A criminal record can be a serious barrier to employment, adoption or securing a loan. Most background checks performed on convicted felons will reveal the arrest and conviction. Felons often end up limited to menial jobs with limited chance for advancement. In the U.S., people with a felony record usually have restrictions placed on their ownership of firearms and can be limited in their choice of residence. A felon should consult with his attorney about the possibility of getting the crime expunged from his record once his time has been served.
Jurisdictions have different laws governing the expunging of a felony record. Most U.S. states limit the type of crimes eligible to be cleared or sealed. Serious crimes such as murder, rape and crimes involving children will typically not be expunged. In many states, juvenile records are automatically sealed, but some do allow select juvenile convictions also to be removed from the record.
Most people convicted of a felony in the U.S. will have to meet certain requirements before the state will consider clearing their record. Generally, a petitioner for expunging a felony record cannot have been convicted of another crime in the time since the original conviction, and he must have fulfilled the terms of his sentence by completing a prison term and/or paying any fines or restitution. Petitioners typically have to go through a waiting period of several years to be eligible. The state may consider a person's age and whether the crime in question was a first offense.
People wanting to clear their felony record should carefully research the laws of the jurisdiction in which they were convicted and make sure they meet all of the requirements before petitioning the court. In some states, the petition can be made online; in others the felon may want to hire an attorney to represent him during the process. Expert legal advice can make the difference when trying to get a conviction removed.
In states that do not allow criminal records to be expunged, a person convicted of a felony may request a pardon from the governor or from the pardon and parole board. The option for people convicted of a federal crime is to receive a pardon from the president. While rare, such pardons are occasionally granted.
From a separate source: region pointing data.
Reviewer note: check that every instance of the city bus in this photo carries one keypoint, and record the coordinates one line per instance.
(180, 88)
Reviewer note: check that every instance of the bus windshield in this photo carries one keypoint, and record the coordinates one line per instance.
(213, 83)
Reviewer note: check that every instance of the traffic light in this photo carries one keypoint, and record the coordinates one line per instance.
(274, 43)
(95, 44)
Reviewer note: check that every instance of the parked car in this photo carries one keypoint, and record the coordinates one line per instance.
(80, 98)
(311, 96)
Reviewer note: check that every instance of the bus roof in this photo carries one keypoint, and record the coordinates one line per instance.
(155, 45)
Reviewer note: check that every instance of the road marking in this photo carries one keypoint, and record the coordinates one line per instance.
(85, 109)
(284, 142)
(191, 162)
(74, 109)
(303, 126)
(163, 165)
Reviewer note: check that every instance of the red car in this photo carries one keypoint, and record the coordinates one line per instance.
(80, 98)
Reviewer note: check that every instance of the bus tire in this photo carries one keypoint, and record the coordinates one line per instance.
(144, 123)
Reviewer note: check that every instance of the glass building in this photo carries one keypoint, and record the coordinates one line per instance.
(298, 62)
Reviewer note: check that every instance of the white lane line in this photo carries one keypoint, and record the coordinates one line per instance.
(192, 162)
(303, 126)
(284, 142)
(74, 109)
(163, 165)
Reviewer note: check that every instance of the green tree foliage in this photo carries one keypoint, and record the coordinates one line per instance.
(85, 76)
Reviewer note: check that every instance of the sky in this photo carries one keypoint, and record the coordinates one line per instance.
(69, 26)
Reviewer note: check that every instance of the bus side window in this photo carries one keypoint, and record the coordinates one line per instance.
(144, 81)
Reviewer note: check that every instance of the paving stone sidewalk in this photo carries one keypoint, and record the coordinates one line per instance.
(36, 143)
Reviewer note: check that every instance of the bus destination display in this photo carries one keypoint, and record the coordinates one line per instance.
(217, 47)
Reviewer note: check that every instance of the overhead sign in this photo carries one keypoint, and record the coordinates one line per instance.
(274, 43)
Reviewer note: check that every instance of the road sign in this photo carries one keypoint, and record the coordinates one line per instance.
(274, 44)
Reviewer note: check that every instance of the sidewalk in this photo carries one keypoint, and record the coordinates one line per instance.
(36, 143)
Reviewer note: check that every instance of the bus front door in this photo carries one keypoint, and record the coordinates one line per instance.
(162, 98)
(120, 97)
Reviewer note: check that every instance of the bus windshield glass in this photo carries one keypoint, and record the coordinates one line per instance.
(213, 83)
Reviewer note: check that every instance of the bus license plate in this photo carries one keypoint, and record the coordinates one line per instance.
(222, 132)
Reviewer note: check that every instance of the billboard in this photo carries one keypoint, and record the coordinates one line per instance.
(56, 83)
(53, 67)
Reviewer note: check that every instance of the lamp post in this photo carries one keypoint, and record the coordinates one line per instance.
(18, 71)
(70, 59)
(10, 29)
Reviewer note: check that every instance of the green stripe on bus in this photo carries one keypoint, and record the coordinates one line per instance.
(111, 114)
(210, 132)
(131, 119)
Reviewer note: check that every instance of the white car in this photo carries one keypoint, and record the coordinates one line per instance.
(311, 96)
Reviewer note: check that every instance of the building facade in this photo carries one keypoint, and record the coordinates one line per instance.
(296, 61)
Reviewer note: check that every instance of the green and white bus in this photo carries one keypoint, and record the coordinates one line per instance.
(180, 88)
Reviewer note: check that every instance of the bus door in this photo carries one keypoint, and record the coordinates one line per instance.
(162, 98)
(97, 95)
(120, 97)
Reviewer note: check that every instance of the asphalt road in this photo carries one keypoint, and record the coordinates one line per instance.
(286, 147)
Some countries, such as Canada, are more lenient in granting pardons to convicts who have shown themselves to be good citizens in the years since their conviction.
@Melonlity -- A number of states have recognized what a chore expunging a record can be and there is a bit of a trend toward streamlining and simplifying the process.
Regardless, it is a good idea to get a lawyer experienced in such matters to help you. Things may be easier in some states, but getting an expungement can still be a bit of a chore unless you just love digging through statutes and filling out paperwork.
In the United States, the way that felonies can get expunged is often a maze. One state has a set of requirements that may or may not be similar to those in another state. Trying to figure out how to figure out if someone is entitled to an expungement is hard enough and actually getting one is even more difficult.